Während man sich daran gewöhnt hat, mindestens jedes Jahr ein Update beschert zu bekommen, mußten die SIGNUM!-Anwender 4 Jahre darauf warten. Herausgekommen ist auch kein Update (= Aus- und Verbesserung eines bestehenden Programmes), sondern ein neues Programm. Geblieben ist das Konzept einer im Grafikmodus arbeitenden Textverarbeitung. Beim Rest steht fast nichts mehr wie bisher.
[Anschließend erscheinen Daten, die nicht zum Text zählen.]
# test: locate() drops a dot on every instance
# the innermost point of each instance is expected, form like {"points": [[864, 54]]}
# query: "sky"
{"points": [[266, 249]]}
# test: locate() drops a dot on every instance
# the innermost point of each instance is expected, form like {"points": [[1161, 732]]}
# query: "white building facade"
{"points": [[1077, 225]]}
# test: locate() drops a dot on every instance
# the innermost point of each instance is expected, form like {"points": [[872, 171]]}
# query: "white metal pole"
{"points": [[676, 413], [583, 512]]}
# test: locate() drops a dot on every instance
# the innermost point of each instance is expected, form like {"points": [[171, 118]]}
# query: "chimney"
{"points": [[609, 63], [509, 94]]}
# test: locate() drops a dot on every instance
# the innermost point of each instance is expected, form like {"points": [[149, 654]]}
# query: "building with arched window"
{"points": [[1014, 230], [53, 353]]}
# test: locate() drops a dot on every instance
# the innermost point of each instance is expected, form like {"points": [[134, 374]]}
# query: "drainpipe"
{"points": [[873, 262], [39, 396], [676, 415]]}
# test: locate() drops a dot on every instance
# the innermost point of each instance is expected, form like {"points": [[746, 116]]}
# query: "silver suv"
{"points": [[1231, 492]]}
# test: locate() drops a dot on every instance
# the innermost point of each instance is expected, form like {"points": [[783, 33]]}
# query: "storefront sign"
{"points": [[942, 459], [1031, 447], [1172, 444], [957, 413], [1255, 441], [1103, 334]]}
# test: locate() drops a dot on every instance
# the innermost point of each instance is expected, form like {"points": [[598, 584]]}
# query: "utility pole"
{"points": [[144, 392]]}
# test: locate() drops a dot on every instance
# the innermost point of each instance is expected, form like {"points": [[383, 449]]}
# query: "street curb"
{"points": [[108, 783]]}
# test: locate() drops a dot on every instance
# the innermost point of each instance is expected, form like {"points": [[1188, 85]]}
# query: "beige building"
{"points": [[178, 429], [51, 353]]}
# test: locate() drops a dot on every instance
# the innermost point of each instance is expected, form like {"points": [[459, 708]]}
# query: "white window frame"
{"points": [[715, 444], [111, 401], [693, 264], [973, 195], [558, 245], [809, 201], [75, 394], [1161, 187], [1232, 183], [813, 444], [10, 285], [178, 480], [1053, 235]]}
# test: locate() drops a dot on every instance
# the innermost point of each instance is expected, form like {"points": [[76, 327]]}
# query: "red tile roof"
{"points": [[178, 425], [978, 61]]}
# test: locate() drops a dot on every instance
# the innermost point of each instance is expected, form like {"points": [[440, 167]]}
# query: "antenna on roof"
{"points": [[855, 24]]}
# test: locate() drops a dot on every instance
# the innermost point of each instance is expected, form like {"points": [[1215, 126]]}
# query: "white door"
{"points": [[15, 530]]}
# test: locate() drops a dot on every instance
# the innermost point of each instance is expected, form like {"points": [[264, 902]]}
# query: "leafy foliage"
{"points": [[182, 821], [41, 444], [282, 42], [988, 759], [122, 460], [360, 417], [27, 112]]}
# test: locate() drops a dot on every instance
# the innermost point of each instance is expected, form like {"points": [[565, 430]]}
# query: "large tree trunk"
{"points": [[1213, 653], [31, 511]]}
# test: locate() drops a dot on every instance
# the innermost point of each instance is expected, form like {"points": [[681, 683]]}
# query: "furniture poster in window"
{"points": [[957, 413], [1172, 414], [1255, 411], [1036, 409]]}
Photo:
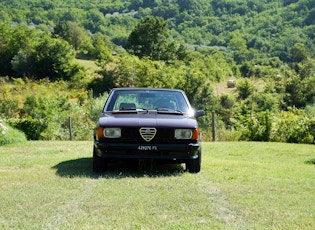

Da zum Zeitpunkt der Erstellung dieses Artikels die Endversion sowie das reguläre Handbuch noch nicht verfügbar waren, beschränken wir uns auf eine erste Orientierung zum Thema: SIGNUM!3.
SIGNUM!2 hat inkl. aller Programmteile eine Länge von zusammen 264 KB. Daher kann man mit SIGNUM!2 auf einem ATARI ST mit nur 1 MB Arbeitsspeicher noch bequem arbeiten. In 4 Jahren sammeln sich eine Menge Wünsche an, so daß das daraus resultierende Programm sehr angewachsen ist. Folgende Zahlen (Beta-Version 11/91) hat SIGNUM!3:
-SHELL.PRG 207.314 (verbindet die Programmteile)
Bei SIGNUM!3 fällt das für viele Anwender lästige INSTALL.PRG weg. Folglich kann das Programm direkt gestartet werden. Wer es möchte, startet das Programmpaket auch über eine SHELL.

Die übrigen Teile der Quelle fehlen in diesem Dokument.